Глотая застрявший в горле комок, я скомандовал по цепи отход.
5
И вот мы снова в наших растоптанных неглубоких окопчиках и ждем теперь уже недалекого утра. Немцы молчат. Все вокруг замерло. С вызвездившегося неба ярко светит луна, окончательно хороня мою последнюю надежду как-нибудь выбраться из этой беды.
До рассвета остался час. Маханьков только что сбегал к Бабкину и, сообщив мне эту безрадостную весть, уныло опустился на край моего окопчика.
С тоской в душе я глядел в серебристое от лунного света поле, и мысли мои были далеки от этого злосчастного хутора, который слабо поблескивал вдали двумя затухающими огоньками, от канавы с пятнадцатью автоматчиками у дороги, на которой мне так скоро предстояло закончить жизнь.

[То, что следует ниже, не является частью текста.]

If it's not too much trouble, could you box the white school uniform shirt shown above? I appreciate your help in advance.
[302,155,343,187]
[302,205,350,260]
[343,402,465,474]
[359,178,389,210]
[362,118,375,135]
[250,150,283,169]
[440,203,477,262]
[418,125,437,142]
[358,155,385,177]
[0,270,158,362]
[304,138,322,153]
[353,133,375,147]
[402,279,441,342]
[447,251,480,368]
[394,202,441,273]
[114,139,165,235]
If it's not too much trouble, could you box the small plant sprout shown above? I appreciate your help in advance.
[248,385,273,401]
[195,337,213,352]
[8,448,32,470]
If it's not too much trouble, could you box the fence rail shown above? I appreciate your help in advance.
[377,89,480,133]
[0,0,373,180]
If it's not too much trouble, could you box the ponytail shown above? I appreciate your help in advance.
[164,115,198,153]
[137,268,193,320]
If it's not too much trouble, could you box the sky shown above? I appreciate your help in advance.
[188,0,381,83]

Думал я как раз об этой своей такой неудавшейся жизни.
Дурак, пентюх, неудачник!.. А еще столько мечтал о подвигах. Зубрил в училище уставы, тянулся по службе, получал отличные характеристики. Экзамены сдал на пятерки. Выпустили по первому разряду с правом досрочного присвоения очередного воинского звания. К чему теперь эти права и даже это первое, ставшее последним звание? Расстреляют, как собаку, за невыполнение боевого приказа, как нарушителя дисциплины и военной присяги. И поделом.
– Вот так, Маханьков!..
У меня это вырвалось вслух, и Маханьков зябко поежился под своею заиндевевшей шинелькой, трудно, продолжительно вздохнул.
Да, через час меня расстреляют, это уж определенно, но я совершенно не мог представить себя убитым. Чего-то во мне недоставало для этого – воображения, что ли? Или, может, достаточной уверенности в грозной решимости командира полка. Как будто застрелить человека на войне бог весть какое сложное дело. И тем не менее именно эта неспособность ощутить смерть, как ни странно, наполняла меня почти инстинктивным чувством бессмертия. Казалось, командир полка грозил не мне. И хутор сдавал не я. Расстрелян тоже будет кто-то другой, потому что просто немыслимо убить меня, ведь я же – вот он, живой!
Но нет, я понимал, что все это ерунда, конечно. Чуда ждать не приходится, время не остановишь. Да и Маханьков, наверно, отлично сознавал мою незавидную участь, всем своим скорбным видом свидетельствуя сочувствие, от которого, впрочем, мне не становилось легче.
А вот Гринюка, кажется, это мало заботило. Видно, тяготясь одиночеством на своем не таком уж далеком фланге, он пришел к нам по протоптанной над канавой тропинке и остановился за спиной Маханькова.
– Какой-то крик там. Слышали?
Я поднял голову, Маханьков тоже насторожился, минуту мы смотрели на Гринюка, вслушиваясь, но никаких криков не было.
– Там вон, возле пригорка. Или мне померещилось.
– Будто тихо все, – сказал Маханьков.
– Ну, померещилось, значит, – Гринюк зябко постучал каблуком о каблук. – Фляжечку бы для сугреву, а? Маханьков, у тебя там не осталось?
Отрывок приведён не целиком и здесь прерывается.